Generally I don’t like to be anecdotal but today I will. The testimonials in this LA Times piece are so compelling I’ll even overlook the Yoga references. These were obese folks with “bad” type 2 diabetes who used lifestyle changes to dispense with insulin and completely reverse their disease processes. It drives home the point that you treat insulin resistance with exercise and caloric reduction. These patients’ doctors were treating overeating with more and more insulin. Predictably, they got worse.
3 comments:
What's wrong with Yoga?
I could really get going about Yoga so making this brief will be a challenge.
Yoga's underpinnings are religious and metaphysical rather than scientific.
It invokes theories which have no basis in known anatomy or physiology such as meridians and nebulous “energy” systems which have never been documented scientifically.
I have no objection to the use of stretching and balance exercises or relaxation techniques. It is just good sense that such modalities are beneficial. Yoga, with its claims of energy fields, meridians and various metaphysical constructs goes beyond that, and therein lies my objection.
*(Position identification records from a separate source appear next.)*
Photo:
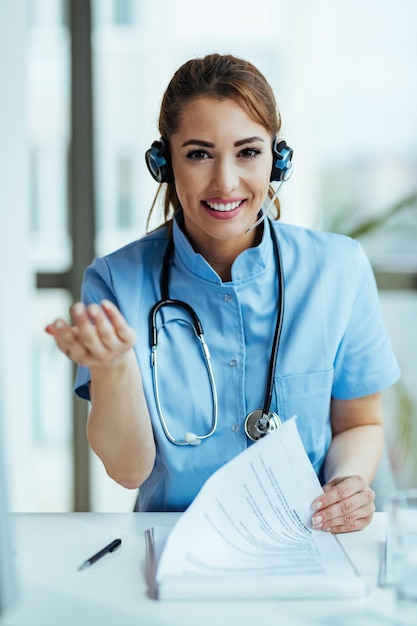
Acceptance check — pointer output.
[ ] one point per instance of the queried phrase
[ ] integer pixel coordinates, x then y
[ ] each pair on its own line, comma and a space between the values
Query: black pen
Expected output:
110, 548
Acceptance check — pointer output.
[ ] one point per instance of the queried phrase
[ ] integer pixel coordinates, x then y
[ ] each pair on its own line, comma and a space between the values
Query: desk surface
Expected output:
113, 591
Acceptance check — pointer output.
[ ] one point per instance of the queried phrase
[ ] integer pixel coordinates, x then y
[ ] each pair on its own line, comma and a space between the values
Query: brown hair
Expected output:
219, 77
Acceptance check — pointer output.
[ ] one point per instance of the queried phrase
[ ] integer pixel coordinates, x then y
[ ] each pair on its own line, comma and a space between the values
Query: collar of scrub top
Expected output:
260, 421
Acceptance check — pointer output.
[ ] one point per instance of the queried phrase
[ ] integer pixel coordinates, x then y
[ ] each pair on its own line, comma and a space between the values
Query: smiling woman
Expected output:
326, 356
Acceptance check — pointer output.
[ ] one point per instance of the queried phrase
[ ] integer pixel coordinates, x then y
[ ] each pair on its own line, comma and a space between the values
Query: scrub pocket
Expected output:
308, 396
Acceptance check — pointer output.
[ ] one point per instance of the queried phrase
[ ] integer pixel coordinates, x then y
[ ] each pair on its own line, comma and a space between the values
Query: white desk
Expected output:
113, 591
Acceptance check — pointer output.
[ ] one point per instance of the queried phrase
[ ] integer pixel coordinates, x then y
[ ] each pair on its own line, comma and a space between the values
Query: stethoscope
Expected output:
259, 422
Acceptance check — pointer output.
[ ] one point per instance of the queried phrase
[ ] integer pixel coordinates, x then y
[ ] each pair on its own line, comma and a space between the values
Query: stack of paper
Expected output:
248, 533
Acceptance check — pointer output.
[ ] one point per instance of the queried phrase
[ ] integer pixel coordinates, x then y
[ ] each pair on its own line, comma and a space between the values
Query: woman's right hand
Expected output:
98, 336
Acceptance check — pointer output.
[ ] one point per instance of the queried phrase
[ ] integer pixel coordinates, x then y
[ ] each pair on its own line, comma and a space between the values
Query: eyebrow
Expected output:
208, 144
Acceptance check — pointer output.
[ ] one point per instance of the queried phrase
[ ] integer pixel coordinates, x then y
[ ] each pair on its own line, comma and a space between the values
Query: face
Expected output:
222, 162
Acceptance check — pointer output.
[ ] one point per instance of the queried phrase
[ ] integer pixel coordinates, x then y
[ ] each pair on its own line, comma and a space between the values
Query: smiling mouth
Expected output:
223, 207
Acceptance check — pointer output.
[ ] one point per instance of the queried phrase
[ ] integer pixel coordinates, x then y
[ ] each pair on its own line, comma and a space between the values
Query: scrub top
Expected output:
333, 343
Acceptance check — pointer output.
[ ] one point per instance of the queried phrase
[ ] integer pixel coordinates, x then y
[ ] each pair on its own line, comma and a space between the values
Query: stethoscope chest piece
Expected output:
258, 425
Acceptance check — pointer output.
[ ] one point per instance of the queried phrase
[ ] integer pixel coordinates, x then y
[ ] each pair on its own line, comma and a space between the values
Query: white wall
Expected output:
16, 280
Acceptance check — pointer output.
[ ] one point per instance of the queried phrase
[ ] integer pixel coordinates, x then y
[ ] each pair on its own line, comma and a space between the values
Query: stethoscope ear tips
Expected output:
192, 439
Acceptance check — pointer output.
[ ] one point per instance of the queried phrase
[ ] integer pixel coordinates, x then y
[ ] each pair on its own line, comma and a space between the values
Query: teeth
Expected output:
229, 206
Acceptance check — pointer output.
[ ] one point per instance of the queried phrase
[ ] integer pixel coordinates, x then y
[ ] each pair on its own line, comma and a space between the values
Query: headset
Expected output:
158, 161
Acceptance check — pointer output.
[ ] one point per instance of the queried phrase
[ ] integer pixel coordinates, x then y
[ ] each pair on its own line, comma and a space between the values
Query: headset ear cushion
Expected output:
281, 164
159, 162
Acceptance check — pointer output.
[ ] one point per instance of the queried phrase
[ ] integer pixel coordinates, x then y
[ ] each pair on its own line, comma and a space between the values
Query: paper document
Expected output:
248, 533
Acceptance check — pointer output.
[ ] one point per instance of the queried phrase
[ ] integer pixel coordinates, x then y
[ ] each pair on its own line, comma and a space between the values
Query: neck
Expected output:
222, 254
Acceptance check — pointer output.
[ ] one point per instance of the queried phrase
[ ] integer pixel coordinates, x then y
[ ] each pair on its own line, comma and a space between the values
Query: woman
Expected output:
219, 151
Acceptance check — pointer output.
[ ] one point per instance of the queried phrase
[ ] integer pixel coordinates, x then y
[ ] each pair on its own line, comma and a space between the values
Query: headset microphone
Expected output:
282, 169
158, 161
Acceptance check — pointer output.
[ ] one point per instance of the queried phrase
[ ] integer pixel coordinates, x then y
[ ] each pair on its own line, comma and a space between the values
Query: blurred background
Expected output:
81, 84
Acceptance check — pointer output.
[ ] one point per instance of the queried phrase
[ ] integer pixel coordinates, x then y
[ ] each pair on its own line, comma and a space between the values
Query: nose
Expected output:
225, 176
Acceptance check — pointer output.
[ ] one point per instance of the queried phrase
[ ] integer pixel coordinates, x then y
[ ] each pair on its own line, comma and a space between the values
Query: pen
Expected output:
110, 548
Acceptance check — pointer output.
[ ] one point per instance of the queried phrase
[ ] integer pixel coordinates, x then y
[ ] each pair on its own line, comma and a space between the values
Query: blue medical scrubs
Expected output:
333, 343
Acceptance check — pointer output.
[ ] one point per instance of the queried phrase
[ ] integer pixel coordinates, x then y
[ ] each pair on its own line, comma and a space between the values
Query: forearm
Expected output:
356, 451
119, 427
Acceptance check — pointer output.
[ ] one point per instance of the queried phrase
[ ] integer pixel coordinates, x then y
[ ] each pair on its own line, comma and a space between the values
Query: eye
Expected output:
250, 153
197, 155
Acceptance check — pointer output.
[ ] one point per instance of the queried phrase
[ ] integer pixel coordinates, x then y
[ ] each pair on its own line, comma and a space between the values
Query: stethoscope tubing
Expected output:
166, 301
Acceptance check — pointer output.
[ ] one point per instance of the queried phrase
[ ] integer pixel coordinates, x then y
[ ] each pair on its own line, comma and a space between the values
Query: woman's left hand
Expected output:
347, 504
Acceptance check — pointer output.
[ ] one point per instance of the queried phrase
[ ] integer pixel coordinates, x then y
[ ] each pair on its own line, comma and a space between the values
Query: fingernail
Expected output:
317, 521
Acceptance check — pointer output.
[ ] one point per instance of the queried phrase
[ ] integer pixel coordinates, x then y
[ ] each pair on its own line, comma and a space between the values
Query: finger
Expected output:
337, 490
356, 521
125, 333
345, 512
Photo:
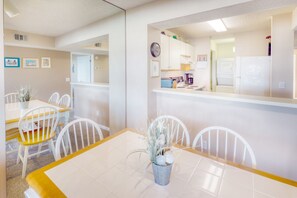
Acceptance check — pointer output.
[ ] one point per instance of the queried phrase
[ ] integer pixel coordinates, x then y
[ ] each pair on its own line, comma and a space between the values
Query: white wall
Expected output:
114, 27
202, 75
138, 20
282, 51
2, 109
252, 43
101, 69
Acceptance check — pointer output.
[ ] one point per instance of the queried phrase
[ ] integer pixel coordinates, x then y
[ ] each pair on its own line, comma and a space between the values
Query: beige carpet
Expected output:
15, 184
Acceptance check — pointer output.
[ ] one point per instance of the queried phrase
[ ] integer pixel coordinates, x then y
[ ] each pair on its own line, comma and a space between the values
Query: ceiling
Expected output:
241, 23
57, 17
128, 4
It is one thing to recommend such exercises and relaxation techniques in a generic sense. To specifically recommend Yoga with all its implicit claims is quite another.
Proponents of Yoga have a right to compete in the marketplace of ideas and patients to avail themselves as they choose. However, I feel that those of us who purport to represent scientific medicine should not put our good names and scientific credentials behind it. To do so, in my opinion, is deceptive.
I felt the need to add my disclaimer regarding the Yoga references in the LA Times article to avoid any appearance of endorsing an unscientific health claim.
LOL. Great discussion. But I was just referring to the stretching aspects and soothing mental calmness. I don't really know anything else about what it reports to cure or not. Besides, doesn't Oprah say it's good for you? How could she possibly be wrong?